Choosing a RAID level for redundancy over performance

Introduction

When configuring a new storage setup, system administrators around the globe face the same dilemma: which RAID level to choose. Like with most things in life, it’s a compromise, a trade-off if you will. We need to balance performance and redundancy, keeping in mind that losing raw capacity will result in increased costs.

Digital data-hoarders tend to be less focussed on performance (at least in terms of speed), and instead consider redundancy and uptime to be of prime importance. In other words, as long as our data is safe and available, that’s the most important thing. We’ll explore the concept later but in brief, if RAID reliability and redundancy are most important to you, RAID 6 is a good choice. RAID 5 comes in second place in most scenarios.

Of course, there are other factors to consider, such as the number of disks in your array, your workload (I’m assuming as a data-hoarder your writes are fairly infrequent), and your appetite for risk.

There are millions of articles online explaining the concept of RAID and what each RAID level means (not least of all the Wikipedia entries). It’s not my intention to regurgitate that information in this post, but instead to cover a few likely scenarios and express why a certain RAID level might be appropriate.

RAID 6 for redundancy

RAID 6 allows you to have two disks concurrently fail within the array and it will remain active. Whilst other RAID levels may allow you to lose “up to two disks”, with RAID 6 you can lose an actual “two disks” and still be fine.

The price you pay for this is a loss of raw capacity (you lose the raw capacity of two disks in your array) and a decrease in write speed (i.e. writes are slower).

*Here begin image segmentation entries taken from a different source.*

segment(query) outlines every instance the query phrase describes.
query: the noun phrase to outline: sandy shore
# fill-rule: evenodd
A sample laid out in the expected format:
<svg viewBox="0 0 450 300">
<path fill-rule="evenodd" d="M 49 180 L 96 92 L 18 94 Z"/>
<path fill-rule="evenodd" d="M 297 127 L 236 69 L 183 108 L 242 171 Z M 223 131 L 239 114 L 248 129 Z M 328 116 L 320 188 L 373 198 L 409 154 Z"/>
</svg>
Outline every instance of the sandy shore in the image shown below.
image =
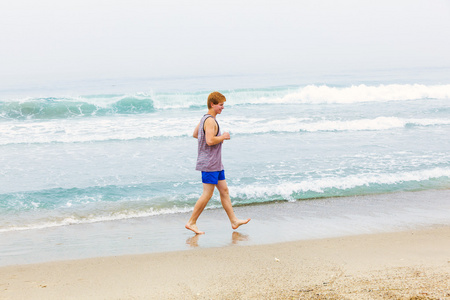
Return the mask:
<svg viewBox="0 0 450 300">
<path fill-rule="evenodd" d="M 7 266 L 0 298 L 450 299 L 450 227 Z"/>
</svg>

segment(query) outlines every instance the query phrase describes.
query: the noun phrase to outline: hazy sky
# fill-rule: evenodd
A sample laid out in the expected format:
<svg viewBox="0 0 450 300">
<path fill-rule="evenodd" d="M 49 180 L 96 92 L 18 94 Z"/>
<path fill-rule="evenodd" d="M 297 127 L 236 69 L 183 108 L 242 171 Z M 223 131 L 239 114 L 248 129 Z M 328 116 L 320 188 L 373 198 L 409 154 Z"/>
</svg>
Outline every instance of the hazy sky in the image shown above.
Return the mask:
<svg viewBox="0 0 450 300">
<path fill-rule="evenodd" d="M 0 85 L 450 67 L 450 1 L 2 1 L 0 41 Z"/>
</svg>

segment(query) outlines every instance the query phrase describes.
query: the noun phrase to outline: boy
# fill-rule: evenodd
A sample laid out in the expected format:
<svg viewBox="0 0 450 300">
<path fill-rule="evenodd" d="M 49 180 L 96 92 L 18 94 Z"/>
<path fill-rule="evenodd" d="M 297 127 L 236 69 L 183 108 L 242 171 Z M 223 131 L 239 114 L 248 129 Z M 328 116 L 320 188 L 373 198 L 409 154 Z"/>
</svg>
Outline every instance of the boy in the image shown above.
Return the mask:
<svg viewBox="0 0 450 300">
<path fill-rule="evenodd" d="M 225 180 L 225 171 L 222 165 L 222 143 L 230 139 L 228 132 L 220 133 L 219 123 L 216 116 L 224 108 L 226 98 L 219 92 L 213 92 L 208 96 L 208 113 L 203 116 L 200 123 L 195 127 L 194 138 L 198 139 L 198 157 L 196 170 L 202 171 L 203 194 L 197 200 L 191 218 L 186 223 L 186 229 L 196 234 L 203 234 L 197 228 L 197 219 L 211 199 L 214 188 L 220 193 L 220 201 L 231 222 L 231 227 L 237 229 L 247 224 L 250 219 L 239 220 L 233 211 L 228 186 Z"/>
</svg>

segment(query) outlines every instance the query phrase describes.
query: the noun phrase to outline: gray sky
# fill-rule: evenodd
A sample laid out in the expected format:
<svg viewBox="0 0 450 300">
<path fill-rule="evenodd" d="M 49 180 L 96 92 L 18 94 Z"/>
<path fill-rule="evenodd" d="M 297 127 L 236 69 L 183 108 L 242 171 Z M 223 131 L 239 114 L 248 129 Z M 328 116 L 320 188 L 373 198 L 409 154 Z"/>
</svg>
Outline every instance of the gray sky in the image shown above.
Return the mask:
<svg viewBox="0 0 450 300">
<path fill-rule="evenodd" d="M 0 85 L 450 67 L 449 0 L 14 0 Z"/>
</svg>

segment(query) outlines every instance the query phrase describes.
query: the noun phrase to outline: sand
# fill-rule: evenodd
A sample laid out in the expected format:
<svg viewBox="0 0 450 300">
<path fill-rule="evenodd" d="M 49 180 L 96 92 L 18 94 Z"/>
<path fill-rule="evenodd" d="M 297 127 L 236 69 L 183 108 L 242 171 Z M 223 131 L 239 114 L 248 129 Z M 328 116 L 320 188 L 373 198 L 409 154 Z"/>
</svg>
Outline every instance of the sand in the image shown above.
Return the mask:
<svg viewBox="0 0 450 300">
<path fill-rule="evenodd" d="M 7 266 L 0 299 L 450 299 L 450 227 Z"/>
</svg>

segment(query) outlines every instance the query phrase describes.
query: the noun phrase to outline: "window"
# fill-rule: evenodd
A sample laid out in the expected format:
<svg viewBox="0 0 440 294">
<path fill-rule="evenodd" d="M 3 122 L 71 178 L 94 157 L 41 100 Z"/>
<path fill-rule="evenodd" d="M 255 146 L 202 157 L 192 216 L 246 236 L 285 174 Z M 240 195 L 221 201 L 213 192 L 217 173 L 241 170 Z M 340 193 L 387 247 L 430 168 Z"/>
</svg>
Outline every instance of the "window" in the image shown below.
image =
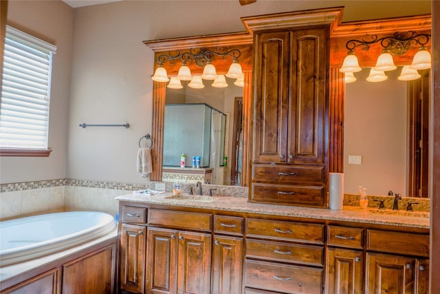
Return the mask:
<svg viewBox="0 0 440 294">
<path fill-rule="evenodd" d="M 53 45 L 6 26 L 0 103 L 1 156 L 48 156 L 50 78 L 56 50 Z"/>
</svg>

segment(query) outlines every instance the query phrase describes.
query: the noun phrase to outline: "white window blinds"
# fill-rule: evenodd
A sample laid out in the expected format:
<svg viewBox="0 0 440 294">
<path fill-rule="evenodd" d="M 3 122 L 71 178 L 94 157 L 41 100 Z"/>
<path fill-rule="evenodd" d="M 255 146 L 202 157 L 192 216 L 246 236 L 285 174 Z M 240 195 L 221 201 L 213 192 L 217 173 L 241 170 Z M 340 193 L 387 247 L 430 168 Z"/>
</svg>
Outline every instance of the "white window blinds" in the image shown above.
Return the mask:
<svg viewBox="0 0 440 294">
<path fill-rule="evenodd" d="M 0 148 L 47 149 L 52 55 L 56 47 L 6 27 Z"/>
</svg>

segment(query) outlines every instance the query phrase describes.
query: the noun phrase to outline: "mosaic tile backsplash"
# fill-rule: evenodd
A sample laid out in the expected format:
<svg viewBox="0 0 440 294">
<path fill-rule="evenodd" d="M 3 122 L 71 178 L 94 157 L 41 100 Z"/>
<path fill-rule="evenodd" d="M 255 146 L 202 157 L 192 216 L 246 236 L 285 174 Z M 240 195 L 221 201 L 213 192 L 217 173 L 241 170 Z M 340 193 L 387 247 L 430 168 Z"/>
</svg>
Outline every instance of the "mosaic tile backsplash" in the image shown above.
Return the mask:
<svg viewBox="0 0 440 294">
<path fill-rule="evenodd" d="M 157 182 L 145 185 L 88 180 L 59 179 L 36 182 L 0 185 L 0 220 L 37 213 L 47 213 L 71 210 L 93 210 L 114 216 L 118 210 L 115 197 L 144 189 L 155 189 Z M 166 190 L 173 190 L 173 182 L 164 182 Z M 184 192 L 192 187 L 192 183 L 182 185 Z M 204 185 L 204 194 L 212 189 L 214 196 L 248 197 L 248 188 L 242 187 Z M 368 207 L 377 207 L 375 200 L 384 200 L 385 207 L 393 207 L 393 197 L 368 196 Z M 404 198 L 399 201 L 401 210 L 411 201 L 415 211 L 429 211 L 430 200 Z M 415 204 L 415 202 L 417 202 Z M 359 195 L 345 194 L 344 205 L 359 206 Z"/>
</svg>

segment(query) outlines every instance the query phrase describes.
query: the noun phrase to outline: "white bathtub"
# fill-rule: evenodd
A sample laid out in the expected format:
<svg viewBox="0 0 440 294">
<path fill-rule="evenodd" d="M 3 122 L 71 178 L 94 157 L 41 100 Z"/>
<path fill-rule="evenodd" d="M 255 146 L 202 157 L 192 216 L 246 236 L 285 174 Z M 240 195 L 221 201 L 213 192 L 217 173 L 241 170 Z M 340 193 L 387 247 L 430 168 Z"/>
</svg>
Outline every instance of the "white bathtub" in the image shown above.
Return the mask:
<svg viewBox="0 0 440 294">
<path fill-rule="evenodd" d="M 98 239 L 116 226 L 113 216 L 96 211 L 48 213 L 0 222 L 0 266 Z"/>
</svg>

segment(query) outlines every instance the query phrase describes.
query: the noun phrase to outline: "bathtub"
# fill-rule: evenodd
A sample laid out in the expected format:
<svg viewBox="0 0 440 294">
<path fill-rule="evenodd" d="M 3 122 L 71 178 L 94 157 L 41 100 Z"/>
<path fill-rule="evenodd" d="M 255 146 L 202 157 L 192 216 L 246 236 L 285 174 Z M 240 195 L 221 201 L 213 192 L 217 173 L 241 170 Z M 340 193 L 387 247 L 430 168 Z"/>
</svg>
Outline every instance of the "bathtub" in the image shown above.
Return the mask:
<svg viewBox="0 0 440 294">
<path fill-rule="evenodd" d="M 69 211 L 0 222 L 0 266 L 38 258 L 98 239 L 114 231 L 113 216 Z"/>
</svg>

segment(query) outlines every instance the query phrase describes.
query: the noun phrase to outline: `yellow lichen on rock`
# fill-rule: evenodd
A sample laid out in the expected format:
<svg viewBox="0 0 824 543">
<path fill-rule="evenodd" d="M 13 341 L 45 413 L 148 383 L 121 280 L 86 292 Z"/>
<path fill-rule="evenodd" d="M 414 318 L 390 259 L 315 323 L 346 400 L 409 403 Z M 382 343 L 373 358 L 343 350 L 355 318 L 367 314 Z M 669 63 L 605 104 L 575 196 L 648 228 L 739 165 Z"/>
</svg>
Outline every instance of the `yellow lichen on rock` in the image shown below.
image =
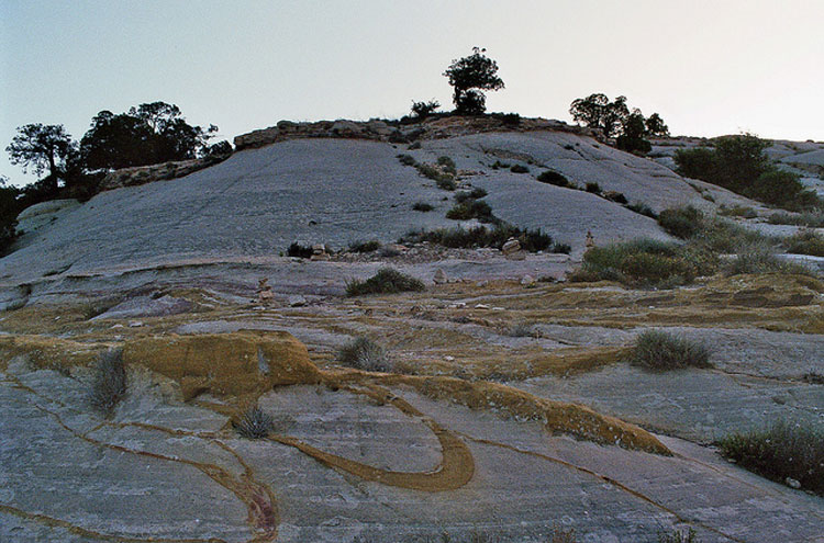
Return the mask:
<svg viewBox="0 0 824 543">
<path fill-rule="evenodd" d="M 205 392 L 242 396 L 321 380 L 303 343 L 281 331 L 142 338 L 125 343 L 123 360 L 174 378 L 186 399 Z"/>
</svg>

I mentioned that for data-hoarders, write-speed isn’t always considered important, and whilst this is usually the case, there’s an important exception to bear in mind: rebuild times. When one (or perhaps even two, with RAID 6) disk fails and is replaced, the system needs to rebuild the array. This involves calculating the missing blocks of data from the failed drive and writing them to the new drive. This calculation is computationally intensive and depending on how RAID 6 is being implemented, it can take a significant amount of time to bring an array up to full levels of redundancy following a disk failure. You might not be too worried about slow rebuild times but it’s worth remembering that the longer a rebuild takes, the more chance there is that an additional disk will also fail. I find with RAID 6 that I don’t worry too much during a rebuild following a failed disk, because I know that although it’s taking a while to complete, I have the safety buffer of being able to still lose another disk whilst still likely being OK.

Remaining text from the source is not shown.